DQN was trained for 100 episodes.
Plot for DQN Feature Extraction and reward shaping
Performance of DQN + FE + RS
Plot for DQN Feature Extraction No Reward Shaping
Performance of DQN + FE

PPO #

PPO agents were also trained on configurations with and without reward shaping while having also the feature extraction module enabled. The reward shaping doesn’t really contribute either to the agent’s learning either for this experiment. There’s also a plateau that has been reached between only 100 and 200 ticks, which is way lower than what DQN has been able to achieve. The score stays at zero and the values for the shaped rewards given also are between -10 and 0 while the non-shaped rewards stall at zero.

PPO was trained for 10k epidsodes.
Plot for PPO with feature extraction and reward shaping
PPO + FE + RS
Plot for PPO with feature extraction
PPO + FE

Conclusion #

Definetly, we were expecting better results from our DQN and PPO experience. First of all, we were expecting PPO to at least out perform DQN since it has shown itself very useful in many complex scenarios such as Atari games and it’s an algorithm that usually doesn’t require a lot of parameter tuning. At the very least, as expected, PPO was a lot faster to train which enabled us to train it for 10 000 steps during around four hours. We say that PPO performed worse than DQN based on the number of ticks in the graphs, but this is not necessarily correct. If we analyse and compare both demonstrations of DQN and PPO respectively, we can see that PPO just drops the pieces very fast while DQN holds a piece or lets it fall which increases the time before the structure gets to the top of the grid.

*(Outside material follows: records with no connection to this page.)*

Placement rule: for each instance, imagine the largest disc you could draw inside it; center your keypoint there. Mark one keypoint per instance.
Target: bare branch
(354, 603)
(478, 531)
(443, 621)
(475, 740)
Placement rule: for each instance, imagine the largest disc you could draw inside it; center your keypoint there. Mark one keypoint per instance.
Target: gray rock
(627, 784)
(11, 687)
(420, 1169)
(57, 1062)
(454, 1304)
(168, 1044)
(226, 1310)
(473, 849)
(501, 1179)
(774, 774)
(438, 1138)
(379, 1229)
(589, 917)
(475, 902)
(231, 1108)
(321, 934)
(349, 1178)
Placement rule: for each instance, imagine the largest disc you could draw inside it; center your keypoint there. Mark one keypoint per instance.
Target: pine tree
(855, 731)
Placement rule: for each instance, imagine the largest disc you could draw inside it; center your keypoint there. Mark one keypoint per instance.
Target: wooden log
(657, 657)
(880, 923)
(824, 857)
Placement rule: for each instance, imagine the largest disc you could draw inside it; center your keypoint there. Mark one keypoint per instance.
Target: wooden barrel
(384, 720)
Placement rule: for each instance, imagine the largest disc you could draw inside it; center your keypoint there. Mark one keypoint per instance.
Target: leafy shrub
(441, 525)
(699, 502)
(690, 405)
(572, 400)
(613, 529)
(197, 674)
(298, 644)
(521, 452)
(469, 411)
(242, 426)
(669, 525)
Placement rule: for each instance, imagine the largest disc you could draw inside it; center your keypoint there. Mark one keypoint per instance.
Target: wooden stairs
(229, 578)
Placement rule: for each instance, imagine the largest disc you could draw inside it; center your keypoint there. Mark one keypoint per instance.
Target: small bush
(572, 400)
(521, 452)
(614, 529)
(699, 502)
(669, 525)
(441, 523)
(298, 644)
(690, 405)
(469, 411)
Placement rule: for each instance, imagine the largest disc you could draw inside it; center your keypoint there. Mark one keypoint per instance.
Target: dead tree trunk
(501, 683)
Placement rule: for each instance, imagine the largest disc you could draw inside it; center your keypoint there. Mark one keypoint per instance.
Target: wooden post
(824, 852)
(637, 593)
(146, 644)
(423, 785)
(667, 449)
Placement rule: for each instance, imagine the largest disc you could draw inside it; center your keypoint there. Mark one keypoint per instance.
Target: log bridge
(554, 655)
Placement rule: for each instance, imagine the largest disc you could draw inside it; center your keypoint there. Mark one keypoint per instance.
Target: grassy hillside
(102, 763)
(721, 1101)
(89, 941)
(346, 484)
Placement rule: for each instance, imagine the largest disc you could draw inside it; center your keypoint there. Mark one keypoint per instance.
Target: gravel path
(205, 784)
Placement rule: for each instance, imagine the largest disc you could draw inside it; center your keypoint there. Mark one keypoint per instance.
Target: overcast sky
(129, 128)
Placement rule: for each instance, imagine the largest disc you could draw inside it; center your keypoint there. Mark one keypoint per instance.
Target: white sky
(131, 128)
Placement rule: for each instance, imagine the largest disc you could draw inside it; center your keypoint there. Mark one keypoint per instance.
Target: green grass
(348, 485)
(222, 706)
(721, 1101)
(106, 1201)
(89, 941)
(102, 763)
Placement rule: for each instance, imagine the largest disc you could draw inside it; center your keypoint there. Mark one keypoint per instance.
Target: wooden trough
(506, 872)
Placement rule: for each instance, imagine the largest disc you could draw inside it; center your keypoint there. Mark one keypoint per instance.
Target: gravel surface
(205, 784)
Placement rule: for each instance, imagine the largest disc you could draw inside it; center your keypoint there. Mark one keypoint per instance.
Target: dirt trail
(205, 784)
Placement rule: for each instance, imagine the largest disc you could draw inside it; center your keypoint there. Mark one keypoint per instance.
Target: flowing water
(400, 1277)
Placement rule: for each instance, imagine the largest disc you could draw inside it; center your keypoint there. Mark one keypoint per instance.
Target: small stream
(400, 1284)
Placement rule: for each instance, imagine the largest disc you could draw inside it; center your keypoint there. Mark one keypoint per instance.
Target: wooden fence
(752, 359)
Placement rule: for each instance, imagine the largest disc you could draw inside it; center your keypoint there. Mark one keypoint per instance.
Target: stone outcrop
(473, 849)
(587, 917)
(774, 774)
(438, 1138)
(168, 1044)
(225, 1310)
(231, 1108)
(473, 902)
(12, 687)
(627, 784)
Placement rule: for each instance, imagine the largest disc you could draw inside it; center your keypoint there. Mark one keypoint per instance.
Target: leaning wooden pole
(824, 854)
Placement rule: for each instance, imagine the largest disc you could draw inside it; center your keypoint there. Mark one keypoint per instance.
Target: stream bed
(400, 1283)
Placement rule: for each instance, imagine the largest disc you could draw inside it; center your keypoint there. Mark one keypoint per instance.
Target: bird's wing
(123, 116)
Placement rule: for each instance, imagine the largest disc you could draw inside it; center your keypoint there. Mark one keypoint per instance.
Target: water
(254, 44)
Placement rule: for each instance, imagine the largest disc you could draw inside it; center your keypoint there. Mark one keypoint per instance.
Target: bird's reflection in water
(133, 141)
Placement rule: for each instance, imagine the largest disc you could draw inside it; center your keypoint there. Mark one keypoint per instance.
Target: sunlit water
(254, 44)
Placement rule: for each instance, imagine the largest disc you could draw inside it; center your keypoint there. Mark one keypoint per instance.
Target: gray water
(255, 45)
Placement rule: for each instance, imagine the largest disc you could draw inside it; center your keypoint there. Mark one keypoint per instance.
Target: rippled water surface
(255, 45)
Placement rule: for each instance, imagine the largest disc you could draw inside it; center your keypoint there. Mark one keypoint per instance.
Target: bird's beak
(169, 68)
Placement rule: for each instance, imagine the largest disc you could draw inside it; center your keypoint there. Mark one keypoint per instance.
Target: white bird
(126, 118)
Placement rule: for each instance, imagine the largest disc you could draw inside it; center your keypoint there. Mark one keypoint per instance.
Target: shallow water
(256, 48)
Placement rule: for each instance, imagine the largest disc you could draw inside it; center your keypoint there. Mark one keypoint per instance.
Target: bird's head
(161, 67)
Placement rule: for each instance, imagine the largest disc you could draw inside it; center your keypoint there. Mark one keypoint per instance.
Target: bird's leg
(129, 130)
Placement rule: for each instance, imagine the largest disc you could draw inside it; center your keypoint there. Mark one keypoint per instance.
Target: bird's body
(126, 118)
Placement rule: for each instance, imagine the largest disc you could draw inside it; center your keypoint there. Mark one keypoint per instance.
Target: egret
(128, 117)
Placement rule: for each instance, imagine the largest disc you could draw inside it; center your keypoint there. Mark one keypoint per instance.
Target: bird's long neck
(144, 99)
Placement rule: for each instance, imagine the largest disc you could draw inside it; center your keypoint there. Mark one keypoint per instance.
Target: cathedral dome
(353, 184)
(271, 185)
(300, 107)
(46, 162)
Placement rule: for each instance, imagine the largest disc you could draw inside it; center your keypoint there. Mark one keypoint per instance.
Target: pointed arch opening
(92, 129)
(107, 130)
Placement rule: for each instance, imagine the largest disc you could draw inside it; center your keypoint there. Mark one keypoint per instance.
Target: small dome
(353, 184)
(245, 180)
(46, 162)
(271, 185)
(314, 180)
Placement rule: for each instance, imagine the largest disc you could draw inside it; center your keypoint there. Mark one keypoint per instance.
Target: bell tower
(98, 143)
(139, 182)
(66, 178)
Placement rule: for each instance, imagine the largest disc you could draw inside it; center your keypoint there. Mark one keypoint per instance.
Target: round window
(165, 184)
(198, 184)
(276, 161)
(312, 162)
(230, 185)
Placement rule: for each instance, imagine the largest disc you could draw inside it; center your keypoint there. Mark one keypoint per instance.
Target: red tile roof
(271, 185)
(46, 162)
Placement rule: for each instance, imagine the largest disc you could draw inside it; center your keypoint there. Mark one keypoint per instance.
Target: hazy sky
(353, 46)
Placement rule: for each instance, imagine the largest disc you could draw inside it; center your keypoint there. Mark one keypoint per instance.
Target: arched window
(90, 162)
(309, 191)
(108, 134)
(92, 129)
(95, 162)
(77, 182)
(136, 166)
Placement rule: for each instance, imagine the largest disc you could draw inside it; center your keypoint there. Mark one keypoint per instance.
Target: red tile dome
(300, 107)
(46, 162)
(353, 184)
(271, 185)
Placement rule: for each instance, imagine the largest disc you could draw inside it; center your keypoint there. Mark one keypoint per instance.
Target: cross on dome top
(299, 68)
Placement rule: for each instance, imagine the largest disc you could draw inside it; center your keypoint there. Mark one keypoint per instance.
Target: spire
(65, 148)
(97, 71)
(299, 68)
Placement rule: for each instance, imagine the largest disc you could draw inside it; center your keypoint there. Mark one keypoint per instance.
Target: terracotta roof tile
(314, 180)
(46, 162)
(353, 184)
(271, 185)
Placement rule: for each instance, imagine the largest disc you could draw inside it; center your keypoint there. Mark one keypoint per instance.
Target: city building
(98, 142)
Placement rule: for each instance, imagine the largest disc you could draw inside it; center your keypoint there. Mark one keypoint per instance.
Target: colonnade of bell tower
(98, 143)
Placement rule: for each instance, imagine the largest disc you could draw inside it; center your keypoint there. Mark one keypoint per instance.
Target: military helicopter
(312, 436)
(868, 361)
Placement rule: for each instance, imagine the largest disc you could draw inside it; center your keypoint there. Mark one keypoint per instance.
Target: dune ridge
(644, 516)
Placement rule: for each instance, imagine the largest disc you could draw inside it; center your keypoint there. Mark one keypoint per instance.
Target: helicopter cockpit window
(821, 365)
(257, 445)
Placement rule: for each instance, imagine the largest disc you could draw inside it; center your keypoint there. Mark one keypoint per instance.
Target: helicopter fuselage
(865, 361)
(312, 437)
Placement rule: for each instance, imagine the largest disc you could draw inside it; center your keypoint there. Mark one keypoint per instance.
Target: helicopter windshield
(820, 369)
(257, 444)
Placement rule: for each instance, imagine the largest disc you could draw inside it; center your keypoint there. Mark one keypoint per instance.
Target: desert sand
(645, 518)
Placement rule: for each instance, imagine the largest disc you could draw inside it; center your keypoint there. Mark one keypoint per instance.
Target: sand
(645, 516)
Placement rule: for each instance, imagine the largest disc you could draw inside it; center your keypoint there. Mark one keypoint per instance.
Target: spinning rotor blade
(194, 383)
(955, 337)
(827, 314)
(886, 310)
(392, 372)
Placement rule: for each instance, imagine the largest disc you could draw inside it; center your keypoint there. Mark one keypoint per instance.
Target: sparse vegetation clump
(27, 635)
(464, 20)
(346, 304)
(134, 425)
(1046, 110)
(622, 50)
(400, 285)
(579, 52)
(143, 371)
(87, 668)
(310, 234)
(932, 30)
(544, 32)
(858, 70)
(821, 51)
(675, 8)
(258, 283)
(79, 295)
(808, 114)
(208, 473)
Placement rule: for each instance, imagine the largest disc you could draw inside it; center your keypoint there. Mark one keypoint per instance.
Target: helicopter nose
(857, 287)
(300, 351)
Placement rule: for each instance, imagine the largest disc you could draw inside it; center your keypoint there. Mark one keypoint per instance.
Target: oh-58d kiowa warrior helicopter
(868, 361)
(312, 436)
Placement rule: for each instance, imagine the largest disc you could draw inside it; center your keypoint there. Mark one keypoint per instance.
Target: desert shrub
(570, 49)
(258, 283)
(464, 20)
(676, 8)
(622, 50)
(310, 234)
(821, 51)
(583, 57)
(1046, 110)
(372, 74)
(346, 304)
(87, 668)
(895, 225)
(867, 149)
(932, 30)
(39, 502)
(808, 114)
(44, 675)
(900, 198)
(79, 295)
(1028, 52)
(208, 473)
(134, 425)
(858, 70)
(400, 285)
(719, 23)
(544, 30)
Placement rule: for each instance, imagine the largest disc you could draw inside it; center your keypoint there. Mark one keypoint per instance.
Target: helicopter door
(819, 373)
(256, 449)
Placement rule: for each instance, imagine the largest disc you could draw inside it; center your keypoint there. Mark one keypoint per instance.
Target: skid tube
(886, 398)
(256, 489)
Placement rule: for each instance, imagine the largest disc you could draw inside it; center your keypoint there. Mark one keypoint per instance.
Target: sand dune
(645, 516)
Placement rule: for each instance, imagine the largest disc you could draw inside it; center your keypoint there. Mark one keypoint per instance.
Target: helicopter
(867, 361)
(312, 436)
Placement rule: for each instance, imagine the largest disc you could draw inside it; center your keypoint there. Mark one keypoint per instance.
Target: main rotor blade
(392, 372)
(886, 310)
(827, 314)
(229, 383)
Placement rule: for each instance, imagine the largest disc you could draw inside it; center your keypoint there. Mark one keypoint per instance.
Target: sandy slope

However, both models execute similar strategies when you look at them in action. In the following figure, we can see that DQN stacks the tetrominoes in a tower generally in the middle that quickly gets to the top and it doesn’t seem like the agent knows very much what he’s doing.

DQN model demo live
DQN live performance after 100 episodes of training

It’s important to note that we are very limited on computing power compared to most research laboratories which slows our training by a good margin. With better hardware and more financial resources, we could’ve let the agent train for days and maybe we could’ve obtained better results. It’s just a little bit hard to judge whether there’s a bug in our implementation or that we just need to keep training. It’s also a very complex challenge for a reinforcement learning agent to perform well in such an environment since there’s over \( 2^200 \) possible board configurations which makes it very complex to learn anything.

Next steps #

As noted at the top of this article, we made this project open source so anyone can use and take the project further either for their own research exploration, for another project course or just for fun. The project is usable pretty easily, but there’s still some work to be done as to deploy the package so that it’s available on the Julia package index. There’s some great documentation already set, but some finishing touches might be useful to help a new user to use this platform.

Also, for most of the best performing algorithms in the litterature such as AlphaGo for example, there is still some heuristics used in many scenarios to help guide the agent in it’s learning. Maybe implementing something like a Monte Carlo Tree Search (MCTS) might increase the performances and allow the agent to learn and actually complete some lines so that it can at least reach it’s first score point.

Due to a lack of time, we didn’t have the time to properly pre-train an agent with the expert dataset detailed above. That would be a great idea to further improve the agent’s performances since it can already give a strategy to follow based on the games that we’ve had that score well over 50 lines. Since we made this dataset public, it can be put to use directly.

Finally, a grid search for the best combinaison of features for a model wouldn’t hurt anyone and most surely only increase the odds of the model performing better. It just happens to take a very long time to do such a search and we were out of time and resources to do so.